Surmonter les conflits civils et militaires, élargir la gouvernance démocratique et développer des institutions de marché comptent parmi les autres conditions nécessaires pour mettre un terme à la faim en Afrique.
«Les politiques gouvernementales doivent aussi couvrir le développement des soins de santé, des installations pour le planning familial, d'une éducation de base, surtout des femmes, et des dispositions en matière de sécurité sociale», a insisté Amartya Sen. «Tout cela peut contribuer - directement et indirectement - à la sécurité nutritionnelle, à des soins de santé de qualité et à une économie générale plus dynamique, y compris un secteur agricole solide.»
Soins de santé, éducation et faim
Amartya Sen a ciblé son propos sur la sous-alimentation maternelle qui, a-t-il rappelé, altère non seulement la santé des mères mais cause de graves problèmes de santé chez les enfants dont le poids à la naissance est insuffisant. «Pour remédier à une sous-alimentation chronique, il convient de porter attention aux soins de santé en général et, en particulier, à la prévention des maladies endémiques qui gênent l'absorption de nutriments.»
«De nombreux éléments probants montrent également que l'absence d'une éducation de base contribue aussi à la sous-alimentation, non seulement parce que les connaissances et la communication sont importantes, mais aussi parce que la capacité à obtenir un emploi et un revenu adéquat dépend souvent du niveau d'éducation.»

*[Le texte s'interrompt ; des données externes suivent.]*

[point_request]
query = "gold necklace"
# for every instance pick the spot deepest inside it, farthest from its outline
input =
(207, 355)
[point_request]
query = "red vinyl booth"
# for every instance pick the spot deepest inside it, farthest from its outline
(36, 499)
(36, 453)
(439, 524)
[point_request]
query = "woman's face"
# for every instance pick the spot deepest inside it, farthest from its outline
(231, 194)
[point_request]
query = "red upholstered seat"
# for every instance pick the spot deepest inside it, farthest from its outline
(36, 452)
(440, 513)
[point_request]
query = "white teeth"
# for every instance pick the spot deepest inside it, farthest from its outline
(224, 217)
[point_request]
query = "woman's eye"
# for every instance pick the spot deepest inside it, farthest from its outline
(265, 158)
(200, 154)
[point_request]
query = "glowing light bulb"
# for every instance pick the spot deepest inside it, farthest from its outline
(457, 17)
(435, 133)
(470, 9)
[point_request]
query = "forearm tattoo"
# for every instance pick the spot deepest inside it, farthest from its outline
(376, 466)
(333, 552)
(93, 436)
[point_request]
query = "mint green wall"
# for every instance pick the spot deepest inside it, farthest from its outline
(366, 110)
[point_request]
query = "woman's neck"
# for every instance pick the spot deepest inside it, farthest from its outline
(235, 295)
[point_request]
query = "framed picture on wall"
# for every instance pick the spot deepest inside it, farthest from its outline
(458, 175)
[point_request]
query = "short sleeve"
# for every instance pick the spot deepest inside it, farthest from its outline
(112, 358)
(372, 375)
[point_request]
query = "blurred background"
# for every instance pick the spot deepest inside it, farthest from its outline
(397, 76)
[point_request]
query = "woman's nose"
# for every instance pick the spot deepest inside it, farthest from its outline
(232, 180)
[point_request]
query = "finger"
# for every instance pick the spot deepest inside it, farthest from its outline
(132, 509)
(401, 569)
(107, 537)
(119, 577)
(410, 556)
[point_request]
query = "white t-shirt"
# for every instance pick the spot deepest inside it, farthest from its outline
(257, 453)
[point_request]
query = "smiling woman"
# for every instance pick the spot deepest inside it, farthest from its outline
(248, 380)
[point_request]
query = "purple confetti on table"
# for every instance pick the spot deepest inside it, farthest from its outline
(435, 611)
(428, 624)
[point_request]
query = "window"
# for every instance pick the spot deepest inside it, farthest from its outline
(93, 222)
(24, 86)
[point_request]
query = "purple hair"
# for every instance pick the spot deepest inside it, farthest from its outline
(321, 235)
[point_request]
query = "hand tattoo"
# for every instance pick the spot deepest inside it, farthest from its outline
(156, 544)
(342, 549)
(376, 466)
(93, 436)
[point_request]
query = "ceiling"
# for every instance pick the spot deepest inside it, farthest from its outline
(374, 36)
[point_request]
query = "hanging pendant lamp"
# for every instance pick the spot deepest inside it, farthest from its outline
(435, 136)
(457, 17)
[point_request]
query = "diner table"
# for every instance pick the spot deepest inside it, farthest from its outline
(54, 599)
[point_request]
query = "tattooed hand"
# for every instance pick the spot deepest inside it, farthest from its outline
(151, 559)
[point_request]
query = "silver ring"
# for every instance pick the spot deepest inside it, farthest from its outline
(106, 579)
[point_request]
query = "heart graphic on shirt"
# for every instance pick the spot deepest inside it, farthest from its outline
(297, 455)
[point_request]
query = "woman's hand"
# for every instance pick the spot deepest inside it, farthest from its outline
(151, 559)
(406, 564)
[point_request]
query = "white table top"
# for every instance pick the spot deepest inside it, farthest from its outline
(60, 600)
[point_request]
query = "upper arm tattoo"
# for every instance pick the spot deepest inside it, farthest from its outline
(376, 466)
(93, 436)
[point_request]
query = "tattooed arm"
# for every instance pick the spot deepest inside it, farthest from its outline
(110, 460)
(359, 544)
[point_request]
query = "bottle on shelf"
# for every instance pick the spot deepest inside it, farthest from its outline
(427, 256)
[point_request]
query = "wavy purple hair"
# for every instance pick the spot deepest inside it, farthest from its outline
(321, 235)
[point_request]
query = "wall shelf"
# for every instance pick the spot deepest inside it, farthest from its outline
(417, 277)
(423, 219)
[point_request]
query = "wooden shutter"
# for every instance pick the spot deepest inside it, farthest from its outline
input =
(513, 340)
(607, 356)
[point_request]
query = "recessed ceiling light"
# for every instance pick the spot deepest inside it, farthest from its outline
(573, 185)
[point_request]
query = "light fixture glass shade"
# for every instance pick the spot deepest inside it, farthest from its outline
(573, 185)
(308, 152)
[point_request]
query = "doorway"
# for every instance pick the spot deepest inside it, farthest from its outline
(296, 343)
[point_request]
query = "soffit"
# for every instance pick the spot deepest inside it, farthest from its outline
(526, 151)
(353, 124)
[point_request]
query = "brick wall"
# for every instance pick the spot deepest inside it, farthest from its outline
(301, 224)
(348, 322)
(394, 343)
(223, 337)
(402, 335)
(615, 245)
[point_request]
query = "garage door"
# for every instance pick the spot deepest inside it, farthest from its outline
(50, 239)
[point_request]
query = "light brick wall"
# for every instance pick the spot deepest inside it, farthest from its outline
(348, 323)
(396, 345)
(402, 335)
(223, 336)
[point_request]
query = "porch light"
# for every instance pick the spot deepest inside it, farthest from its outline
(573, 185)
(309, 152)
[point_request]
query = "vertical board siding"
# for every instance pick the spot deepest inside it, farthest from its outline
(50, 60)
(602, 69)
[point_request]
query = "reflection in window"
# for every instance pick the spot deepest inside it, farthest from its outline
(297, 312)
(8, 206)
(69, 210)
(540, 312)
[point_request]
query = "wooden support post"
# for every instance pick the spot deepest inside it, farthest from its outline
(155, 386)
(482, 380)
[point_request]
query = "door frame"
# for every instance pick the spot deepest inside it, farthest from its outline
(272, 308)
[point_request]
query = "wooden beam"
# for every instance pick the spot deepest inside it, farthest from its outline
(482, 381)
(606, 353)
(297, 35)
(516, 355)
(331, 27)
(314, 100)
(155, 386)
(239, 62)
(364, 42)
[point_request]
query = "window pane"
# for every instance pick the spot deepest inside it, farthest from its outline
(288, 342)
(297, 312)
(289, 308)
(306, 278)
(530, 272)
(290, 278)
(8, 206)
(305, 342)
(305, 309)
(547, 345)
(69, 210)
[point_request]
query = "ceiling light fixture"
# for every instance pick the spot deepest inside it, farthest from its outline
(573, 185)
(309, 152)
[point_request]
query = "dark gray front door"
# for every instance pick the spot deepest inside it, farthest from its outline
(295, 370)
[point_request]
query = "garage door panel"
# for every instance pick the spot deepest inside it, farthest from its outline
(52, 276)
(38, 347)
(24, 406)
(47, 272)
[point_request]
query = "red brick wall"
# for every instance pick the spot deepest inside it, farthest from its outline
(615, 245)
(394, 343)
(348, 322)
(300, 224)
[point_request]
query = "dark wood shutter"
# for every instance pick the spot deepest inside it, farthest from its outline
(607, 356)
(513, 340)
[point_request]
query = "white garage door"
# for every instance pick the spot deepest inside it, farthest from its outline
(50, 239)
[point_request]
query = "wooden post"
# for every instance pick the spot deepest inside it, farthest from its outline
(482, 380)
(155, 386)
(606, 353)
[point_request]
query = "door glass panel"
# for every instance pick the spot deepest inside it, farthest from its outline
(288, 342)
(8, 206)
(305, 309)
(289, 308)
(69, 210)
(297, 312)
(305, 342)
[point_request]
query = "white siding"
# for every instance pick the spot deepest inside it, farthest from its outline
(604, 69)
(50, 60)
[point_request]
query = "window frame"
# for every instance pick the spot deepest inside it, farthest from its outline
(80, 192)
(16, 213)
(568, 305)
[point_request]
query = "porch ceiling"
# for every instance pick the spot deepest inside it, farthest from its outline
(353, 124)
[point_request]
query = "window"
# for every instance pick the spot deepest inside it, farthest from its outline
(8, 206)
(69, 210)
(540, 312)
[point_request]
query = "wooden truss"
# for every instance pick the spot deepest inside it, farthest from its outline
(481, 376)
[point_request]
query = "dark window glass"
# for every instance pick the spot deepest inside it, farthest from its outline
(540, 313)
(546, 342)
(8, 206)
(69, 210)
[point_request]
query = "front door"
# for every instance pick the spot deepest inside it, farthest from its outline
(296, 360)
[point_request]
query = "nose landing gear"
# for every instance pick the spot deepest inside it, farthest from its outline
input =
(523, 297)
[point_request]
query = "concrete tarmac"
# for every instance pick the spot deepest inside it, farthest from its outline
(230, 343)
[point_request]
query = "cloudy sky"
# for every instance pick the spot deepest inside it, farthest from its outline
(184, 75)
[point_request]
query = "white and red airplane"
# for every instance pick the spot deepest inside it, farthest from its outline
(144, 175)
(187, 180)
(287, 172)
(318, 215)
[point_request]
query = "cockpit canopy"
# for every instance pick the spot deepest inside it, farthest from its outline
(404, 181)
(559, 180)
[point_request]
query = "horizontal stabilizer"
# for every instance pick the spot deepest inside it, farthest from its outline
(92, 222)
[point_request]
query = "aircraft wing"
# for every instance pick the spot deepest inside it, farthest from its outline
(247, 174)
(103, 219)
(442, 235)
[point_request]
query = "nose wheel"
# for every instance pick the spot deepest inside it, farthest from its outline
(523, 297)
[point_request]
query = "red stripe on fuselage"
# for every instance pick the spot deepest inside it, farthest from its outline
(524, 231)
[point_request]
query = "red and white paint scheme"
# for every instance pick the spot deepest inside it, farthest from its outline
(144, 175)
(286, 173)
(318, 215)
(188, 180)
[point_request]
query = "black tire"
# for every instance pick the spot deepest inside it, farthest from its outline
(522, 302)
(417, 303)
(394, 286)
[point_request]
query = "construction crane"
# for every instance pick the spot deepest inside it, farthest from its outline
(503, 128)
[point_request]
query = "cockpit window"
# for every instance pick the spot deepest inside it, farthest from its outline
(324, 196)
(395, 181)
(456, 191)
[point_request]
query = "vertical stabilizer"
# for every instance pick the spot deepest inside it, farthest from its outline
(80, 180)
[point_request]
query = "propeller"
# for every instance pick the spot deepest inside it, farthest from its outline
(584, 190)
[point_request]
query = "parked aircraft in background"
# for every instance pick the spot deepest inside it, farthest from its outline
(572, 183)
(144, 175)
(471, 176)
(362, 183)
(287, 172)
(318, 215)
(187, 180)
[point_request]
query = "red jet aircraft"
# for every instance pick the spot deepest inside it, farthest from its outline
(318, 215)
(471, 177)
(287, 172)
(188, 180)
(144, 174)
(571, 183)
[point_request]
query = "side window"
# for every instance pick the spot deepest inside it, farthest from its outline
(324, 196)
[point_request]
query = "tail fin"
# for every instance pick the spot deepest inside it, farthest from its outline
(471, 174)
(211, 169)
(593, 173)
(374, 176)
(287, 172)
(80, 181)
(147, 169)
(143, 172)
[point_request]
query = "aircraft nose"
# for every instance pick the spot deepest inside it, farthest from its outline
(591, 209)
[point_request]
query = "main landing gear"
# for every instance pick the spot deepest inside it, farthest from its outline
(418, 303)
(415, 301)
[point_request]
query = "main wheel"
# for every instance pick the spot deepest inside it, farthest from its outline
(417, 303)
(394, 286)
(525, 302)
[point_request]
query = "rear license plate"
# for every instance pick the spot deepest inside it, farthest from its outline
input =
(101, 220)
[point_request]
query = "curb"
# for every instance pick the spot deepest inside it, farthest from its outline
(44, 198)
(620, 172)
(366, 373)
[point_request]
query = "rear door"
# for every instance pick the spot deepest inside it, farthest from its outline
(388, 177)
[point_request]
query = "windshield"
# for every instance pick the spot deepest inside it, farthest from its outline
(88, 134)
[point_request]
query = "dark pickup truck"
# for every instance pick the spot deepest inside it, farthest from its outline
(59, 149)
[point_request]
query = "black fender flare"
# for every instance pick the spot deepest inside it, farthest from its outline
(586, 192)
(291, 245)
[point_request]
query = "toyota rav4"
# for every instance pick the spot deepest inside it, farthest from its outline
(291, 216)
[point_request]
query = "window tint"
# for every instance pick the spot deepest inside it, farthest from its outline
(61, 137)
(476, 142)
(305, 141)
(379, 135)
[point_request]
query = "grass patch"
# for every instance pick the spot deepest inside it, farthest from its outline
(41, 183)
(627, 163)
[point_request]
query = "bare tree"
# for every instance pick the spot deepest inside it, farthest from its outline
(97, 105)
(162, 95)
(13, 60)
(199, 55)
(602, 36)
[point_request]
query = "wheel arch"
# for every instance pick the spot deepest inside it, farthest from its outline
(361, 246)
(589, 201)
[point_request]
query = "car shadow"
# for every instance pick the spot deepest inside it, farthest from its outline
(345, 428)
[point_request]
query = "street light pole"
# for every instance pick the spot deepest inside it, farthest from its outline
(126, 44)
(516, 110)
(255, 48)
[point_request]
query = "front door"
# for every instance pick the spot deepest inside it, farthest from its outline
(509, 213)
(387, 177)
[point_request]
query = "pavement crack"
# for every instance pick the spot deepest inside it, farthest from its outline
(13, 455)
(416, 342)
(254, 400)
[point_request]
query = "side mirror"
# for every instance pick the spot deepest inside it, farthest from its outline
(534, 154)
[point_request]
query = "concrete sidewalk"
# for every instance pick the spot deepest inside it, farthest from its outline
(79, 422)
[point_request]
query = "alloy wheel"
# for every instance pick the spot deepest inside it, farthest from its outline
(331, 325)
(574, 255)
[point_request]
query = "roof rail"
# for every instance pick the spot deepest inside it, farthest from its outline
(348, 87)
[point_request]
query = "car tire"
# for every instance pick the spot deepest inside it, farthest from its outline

Résumant son intervention, Amartya Sen a conclu: «Ces différents facteurs d'influence, interdépendants, exigent de nous de ne pas en isoler un seul. Nous devons ensemble agir sur plusieurs fronts.»
L'Australien Frank Lidgett McDougall compte parmi les fondateurs de la FAO. Tous les deux ans, avant la Conférence de la FAO, la Conférence McDougall est prononcée par une personnalité éminente et agissante dans le domaine de l'agriculture et de la lutte contre la faim.»